NetworkPhysical
This section assumes you have read the previous two sections and understand the stack and what a packet is. We will now cover the remaining three layers, focusing primarily on the network layer. Understanding the basics of the link layer is important as we will use it later in the course, and an awareness of the underlying hardware of a network is very useful --especially as a sysadmin --but the technicalities of these are less important. After this section, students will know all the fundamental technologies that make the internet work.
Contents
- Network Layer
- Link and Physical Layers
- Networking Tools
- Ping
- Traceroute and Whois
- Nmap
Network Layer
Let's quickly recap what we've covered so far. If client A on Alice's computer wishes to communicate with host B on Bob's computer, the application layer protocol dictates what they say to each other. The transport layer specifies a method for the communiques to reach each other, i.e. routing process to process. If our applications were on the same computer, we'd be done already. But of course a network consisting of only one computer hardly qualifies as a network. We now need to find a route between Alice's and Bob's computers.
IP
It's hard to find a modern computer user who hasn't used an IP address before, so we'll assume you're already familiar with the four numbers separated by periods. IP stands for internet protocol, and while other layers utilize multiple protocols, the network layer uses it almost exclusively. (We will see shortly that another protocol, ICMP, is used for special system messages, but all normal traffic uses IP.) By using unique addresses and routing tables, each device, or "hop", between host and client can pass off data to where it thinks it should go. A routing table is exactly this list of rules determining which hop to send data to next. Routing tables aren't found solely on routers --all computers need some routing information or they won't be able to communicate beyond their immediately reachable network. In fact, the distinction between a router and a normal computer is not exclusive. A router is really just a simple computer with many network interfaces. A computer with multiple network cards installed can serve the same purpose (although it is generally much bulkier and more expensive).

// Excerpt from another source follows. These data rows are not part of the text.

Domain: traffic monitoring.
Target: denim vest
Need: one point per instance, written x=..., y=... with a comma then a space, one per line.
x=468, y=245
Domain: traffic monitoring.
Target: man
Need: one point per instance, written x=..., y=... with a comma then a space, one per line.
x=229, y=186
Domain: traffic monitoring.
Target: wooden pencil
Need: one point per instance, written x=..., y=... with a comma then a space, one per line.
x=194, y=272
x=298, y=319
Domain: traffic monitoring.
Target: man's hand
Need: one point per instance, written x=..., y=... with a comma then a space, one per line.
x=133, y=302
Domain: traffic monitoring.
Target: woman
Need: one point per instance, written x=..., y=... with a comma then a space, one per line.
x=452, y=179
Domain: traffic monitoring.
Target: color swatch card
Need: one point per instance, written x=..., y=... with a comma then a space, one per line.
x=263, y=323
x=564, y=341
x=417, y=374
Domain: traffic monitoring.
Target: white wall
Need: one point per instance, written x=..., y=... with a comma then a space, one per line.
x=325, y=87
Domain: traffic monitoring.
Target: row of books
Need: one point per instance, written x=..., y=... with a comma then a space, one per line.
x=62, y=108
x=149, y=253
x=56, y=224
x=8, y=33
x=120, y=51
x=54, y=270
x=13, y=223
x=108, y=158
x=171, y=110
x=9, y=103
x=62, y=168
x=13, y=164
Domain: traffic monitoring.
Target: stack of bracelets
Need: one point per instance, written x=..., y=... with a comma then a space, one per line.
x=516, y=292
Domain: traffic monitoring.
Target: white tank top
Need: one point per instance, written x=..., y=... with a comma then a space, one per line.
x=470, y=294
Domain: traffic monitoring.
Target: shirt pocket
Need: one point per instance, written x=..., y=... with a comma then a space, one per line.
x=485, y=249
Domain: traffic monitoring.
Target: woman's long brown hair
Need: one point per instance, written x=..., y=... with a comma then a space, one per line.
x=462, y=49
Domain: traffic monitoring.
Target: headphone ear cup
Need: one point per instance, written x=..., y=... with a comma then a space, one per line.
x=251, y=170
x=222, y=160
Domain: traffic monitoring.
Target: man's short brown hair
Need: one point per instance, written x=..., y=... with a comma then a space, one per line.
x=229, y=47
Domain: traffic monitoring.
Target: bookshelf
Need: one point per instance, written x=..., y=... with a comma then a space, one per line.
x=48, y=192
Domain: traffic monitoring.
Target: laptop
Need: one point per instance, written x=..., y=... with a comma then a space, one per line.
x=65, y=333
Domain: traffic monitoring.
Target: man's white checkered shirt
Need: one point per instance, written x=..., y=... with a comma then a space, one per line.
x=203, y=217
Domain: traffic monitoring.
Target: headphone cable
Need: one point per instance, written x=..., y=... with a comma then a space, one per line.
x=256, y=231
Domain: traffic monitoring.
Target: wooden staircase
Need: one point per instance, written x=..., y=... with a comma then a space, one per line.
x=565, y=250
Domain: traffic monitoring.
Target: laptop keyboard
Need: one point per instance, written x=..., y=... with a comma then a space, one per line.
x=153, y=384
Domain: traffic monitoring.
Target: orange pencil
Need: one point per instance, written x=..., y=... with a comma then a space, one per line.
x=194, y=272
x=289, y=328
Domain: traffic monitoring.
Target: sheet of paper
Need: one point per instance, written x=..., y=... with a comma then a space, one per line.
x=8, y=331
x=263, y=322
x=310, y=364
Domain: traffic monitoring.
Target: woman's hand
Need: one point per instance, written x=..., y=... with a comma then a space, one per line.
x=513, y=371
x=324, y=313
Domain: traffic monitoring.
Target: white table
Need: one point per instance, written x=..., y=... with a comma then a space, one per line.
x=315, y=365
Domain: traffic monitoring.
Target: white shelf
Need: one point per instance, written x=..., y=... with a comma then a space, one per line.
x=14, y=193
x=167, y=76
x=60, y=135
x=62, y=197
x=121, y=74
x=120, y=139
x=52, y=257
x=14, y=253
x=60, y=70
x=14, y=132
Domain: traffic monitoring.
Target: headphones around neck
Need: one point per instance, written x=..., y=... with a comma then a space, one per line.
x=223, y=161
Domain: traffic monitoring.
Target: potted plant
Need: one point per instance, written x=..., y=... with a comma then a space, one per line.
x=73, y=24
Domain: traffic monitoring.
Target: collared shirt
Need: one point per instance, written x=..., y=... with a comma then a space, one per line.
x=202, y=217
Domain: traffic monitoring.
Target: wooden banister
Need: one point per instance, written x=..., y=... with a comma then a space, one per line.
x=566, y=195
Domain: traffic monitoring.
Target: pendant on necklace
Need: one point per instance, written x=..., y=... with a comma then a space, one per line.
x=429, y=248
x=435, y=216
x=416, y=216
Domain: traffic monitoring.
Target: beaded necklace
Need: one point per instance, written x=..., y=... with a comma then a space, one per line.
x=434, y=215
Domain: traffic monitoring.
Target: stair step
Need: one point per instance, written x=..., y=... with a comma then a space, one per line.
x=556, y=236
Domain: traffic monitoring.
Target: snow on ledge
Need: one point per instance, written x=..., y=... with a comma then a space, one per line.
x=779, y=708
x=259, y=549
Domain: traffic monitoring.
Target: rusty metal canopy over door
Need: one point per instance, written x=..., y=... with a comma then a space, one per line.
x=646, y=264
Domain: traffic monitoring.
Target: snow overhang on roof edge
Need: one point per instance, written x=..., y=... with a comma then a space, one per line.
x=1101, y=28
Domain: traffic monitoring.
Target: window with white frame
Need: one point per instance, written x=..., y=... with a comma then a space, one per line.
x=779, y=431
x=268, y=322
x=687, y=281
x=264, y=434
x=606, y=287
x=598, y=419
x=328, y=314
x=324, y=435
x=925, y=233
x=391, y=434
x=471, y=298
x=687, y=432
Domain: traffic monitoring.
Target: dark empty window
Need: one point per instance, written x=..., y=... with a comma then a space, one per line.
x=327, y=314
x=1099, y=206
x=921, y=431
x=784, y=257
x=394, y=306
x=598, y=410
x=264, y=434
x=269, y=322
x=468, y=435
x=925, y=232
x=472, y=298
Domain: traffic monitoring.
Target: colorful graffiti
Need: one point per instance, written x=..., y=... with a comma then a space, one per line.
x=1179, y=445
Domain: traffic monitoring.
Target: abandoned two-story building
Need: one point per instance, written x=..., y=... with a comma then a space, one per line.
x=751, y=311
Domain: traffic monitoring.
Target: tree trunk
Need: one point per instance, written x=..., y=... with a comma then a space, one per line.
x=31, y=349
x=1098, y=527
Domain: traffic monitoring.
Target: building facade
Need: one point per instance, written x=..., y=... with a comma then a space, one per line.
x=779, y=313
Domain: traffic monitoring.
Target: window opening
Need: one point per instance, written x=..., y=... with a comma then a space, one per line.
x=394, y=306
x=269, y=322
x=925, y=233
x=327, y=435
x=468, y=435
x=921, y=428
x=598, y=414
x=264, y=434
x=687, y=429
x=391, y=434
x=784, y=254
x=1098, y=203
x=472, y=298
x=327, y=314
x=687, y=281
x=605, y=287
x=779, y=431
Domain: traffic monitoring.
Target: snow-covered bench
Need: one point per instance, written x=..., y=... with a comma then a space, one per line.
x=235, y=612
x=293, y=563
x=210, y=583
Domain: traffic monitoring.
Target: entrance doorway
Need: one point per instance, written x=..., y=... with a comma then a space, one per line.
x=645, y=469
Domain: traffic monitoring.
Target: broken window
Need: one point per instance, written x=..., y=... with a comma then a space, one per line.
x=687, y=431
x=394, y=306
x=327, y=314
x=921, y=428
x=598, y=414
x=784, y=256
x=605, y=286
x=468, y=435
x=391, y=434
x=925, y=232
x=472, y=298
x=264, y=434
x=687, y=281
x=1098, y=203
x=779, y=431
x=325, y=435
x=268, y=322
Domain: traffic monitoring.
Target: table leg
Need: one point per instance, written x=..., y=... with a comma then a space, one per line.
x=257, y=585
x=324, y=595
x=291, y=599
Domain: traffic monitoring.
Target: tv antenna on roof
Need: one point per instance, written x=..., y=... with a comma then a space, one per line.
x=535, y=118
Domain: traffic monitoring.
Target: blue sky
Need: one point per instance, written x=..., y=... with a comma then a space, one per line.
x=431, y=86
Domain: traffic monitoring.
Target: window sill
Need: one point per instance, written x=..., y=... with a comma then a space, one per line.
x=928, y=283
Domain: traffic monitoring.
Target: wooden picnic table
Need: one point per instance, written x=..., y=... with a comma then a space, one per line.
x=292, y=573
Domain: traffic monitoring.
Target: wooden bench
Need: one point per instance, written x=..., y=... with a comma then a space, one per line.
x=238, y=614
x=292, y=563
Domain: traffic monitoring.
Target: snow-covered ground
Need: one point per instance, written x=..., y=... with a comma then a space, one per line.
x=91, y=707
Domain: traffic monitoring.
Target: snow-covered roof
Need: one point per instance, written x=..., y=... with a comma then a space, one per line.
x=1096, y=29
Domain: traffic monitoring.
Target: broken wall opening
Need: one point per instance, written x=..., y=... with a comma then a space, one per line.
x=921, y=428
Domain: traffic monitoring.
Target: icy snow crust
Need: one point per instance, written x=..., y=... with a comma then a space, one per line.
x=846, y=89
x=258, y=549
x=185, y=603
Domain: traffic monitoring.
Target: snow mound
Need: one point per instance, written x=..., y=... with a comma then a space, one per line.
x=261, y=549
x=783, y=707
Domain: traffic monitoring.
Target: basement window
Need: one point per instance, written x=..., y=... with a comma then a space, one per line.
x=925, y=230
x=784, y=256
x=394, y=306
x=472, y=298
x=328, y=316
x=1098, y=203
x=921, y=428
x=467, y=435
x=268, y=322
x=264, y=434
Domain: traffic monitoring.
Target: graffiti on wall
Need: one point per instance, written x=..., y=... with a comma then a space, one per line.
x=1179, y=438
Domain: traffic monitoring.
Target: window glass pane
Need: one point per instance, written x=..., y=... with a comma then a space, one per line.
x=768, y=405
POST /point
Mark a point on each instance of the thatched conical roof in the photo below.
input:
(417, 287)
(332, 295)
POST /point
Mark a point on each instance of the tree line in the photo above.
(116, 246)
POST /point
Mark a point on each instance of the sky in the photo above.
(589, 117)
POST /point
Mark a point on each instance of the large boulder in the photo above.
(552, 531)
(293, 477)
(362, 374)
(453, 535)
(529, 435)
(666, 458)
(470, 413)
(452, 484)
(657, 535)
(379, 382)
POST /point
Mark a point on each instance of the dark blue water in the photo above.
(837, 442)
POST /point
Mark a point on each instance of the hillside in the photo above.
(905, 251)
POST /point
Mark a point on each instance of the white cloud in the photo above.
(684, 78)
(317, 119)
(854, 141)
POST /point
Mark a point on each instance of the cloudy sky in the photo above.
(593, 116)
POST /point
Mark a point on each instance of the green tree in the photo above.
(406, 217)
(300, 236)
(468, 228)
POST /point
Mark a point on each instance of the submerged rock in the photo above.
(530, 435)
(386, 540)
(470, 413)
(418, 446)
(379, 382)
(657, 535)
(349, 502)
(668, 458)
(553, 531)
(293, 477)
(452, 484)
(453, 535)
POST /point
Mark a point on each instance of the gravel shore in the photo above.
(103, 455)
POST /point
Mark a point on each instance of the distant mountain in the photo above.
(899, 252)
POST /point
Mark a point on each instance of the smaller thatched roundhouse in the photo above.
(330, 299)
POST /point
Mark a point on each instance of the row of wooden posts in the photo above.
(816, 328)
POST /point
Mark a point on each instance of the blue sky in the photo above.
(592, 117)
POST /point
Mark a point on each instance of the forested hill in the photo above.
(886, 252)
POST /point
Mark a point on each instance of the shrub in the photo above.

IP also uses the notion of a subnet mask to distinguish local networks. A subnet mask is a bitmask, that when combined with an IP address provides a range in which all devices on the local network will fall. When looking at the bits of a netmask (both IP addresses and netmasks are really just strings of 4 bytes --we write them in the familiar "quad" notation to make them more readable), all set bits are fixed as they appear in the address. For example, say our IP address is 10.1.4.3 and our netmask is 255.255.0.0, a rather common one. Then:
10.1.4.3 = 00001010.00000001.00000100.00000011 (in binary)
255.255.0.0 = 11111111.11111111.00000000.00000000
-------------------------------------
00001010.00000001.xxxxxxxx.xxxxxxxx
So all addresses of the form "10.1.x.x" will be on our local network. Netmasks can also be written as an IP address followed by a forward slash and a number from 0 to 32. This represents the number of bits from the left that are static in the local address. For example, our netmask from above could be written as "10.1.4.3/16". Originally netmasks were divided in bytes and labeled in different classes. A class C network had the first three bytes of the address static, a class B had the first two (our example is a class B netmask), and a class A network contains all possible addresses. Today it's common to use CIDR ("classless interdomain routing") based addresses, which can be set to any number of bits and are written in the second netmask form[1].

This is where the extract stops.